Wednesday, February 23, 2011

The Fifty Fourth

Ah, so I got off of work early, which is good for studying, bad for the wallet. I haven't been really devoted to writing recently, nor have I been really devoted to reading scripture recently. So while I wait for my chicken to cook, before I start my real studying for my P. Chem quiz, I'm going to write.
I just began by typing Psalms into google, and it said Psalm 139. So I don't think I've ever read that one before, or I just don't remember. This is where it says that we are all "fearfully and wonderfully made", which is so true and so beautiful. To think that the creator of the universe knit you together in your mama's womb is such a beautiful to think about.
I took a developmental biology class last year and a fetus developing is such a unique and beautiful processes, it is almost inexplainable. The magnificence of the intricacy of that event is almost miraculous. One, itty-bitty gene can determine if your fingers actually develop into fingers and not a webbed apparatus like frogs.
Psalms 139 also says, "You discern my thoughts from afar. You search out my path and my lying down, and are acquainted with all my ways. Even before a word is on my tongue, behold, O Lord, you know it all together." His knowledge of me is "too wonderful for me, it is high, I cannot attain it."
To think that not only did he beautifully make me, He knows me more than I know myself.
This helpful to think of because lately, as I always do, I've been thinking of my future. Yes, I want to go to PA school. Yes, I want to graduate. But, am I really cut out to be in the medical field? I keep thinking that His plan for me is sovereign. It's nice to think that His plan is so much larger than me and I'm only playing a small role in this life. For some reason, beyond my understanding, He has given me an ability to retain information and do well in the classes that it takes to get there, so I'm hoping and praying that I'm moving in the right direction.

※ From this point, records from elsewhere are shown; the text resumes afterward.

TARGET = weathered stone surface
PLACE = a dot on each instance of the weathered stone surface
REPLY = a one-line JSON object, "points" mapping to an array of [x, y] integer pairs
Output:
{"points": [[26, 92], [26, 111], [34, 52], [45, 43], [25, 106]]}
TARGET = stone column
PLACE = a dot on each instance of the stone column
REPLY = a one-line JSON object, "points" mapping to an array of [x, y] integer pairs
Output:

On to another topic, one that isn't as pleasant. I've become more aware, lately, how satan really messes with me and my thinking. He makes me insecure in my actions, unsure of my decisions, and totally makes me feel down on myself. I only realize this after it has taken a toll on me, which is not good. It is good that I've seen it happen and I'm now more aware. I feel like I've always felt that God is real, but satan never seemed real to me. He is making himself more real to me, I don't like it, but I have a better understanding of why the world is the way it is. It's not fair that it's like it, but the world is fallen and satan is alive and active in it. It's not a fun thing to talk about, but it is so important to realize that satan can put a true hold in my life. He draws me away from the word, makes me dread being around people. He changes my attitude. So I've been praying that I wouldn't fall into his trap, that I would ignore his advances on me.

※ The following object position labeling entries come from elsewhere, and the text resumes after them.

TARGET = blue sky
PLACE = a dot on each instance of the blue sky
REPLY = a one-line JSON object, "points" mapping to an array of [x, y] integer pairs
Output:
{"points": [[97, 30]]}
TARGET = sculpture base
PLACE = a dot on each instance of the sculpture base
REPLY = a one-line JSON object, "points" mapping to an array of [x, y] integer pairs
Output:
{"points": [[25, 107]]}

So those are my thoughts, and my chicken is nearly done. Off to study.
Praying for you all :)

1 comment:

  1. Psalm 139 is a nice one to meditate on. Sometimes I have a hard time with it though. It is a beautiful thing to consider the intricacy of our being--I love to learn about our DNA, genes, cells, and brains. But I also consider people born with deformities and disabilities in this mix, and I question why some are born with extremely difficult circumstances. Of course, that’s a huge question—but I ask it because of this Psalm. I’ve definitely discovered that “there’s more than meets the eye.” And maybe this little mystery of disabilities and brokenness is to remind us that ‘God chose the weak things of this world to shame the strong' (1 Cor 1.26). It’s neat to see you bring this up as your thought for the day. It’s something I’ve been thinking about lately.

    Evil is definitely an active force in this world--stay strong! don’t lose heart. :) Call hall soon!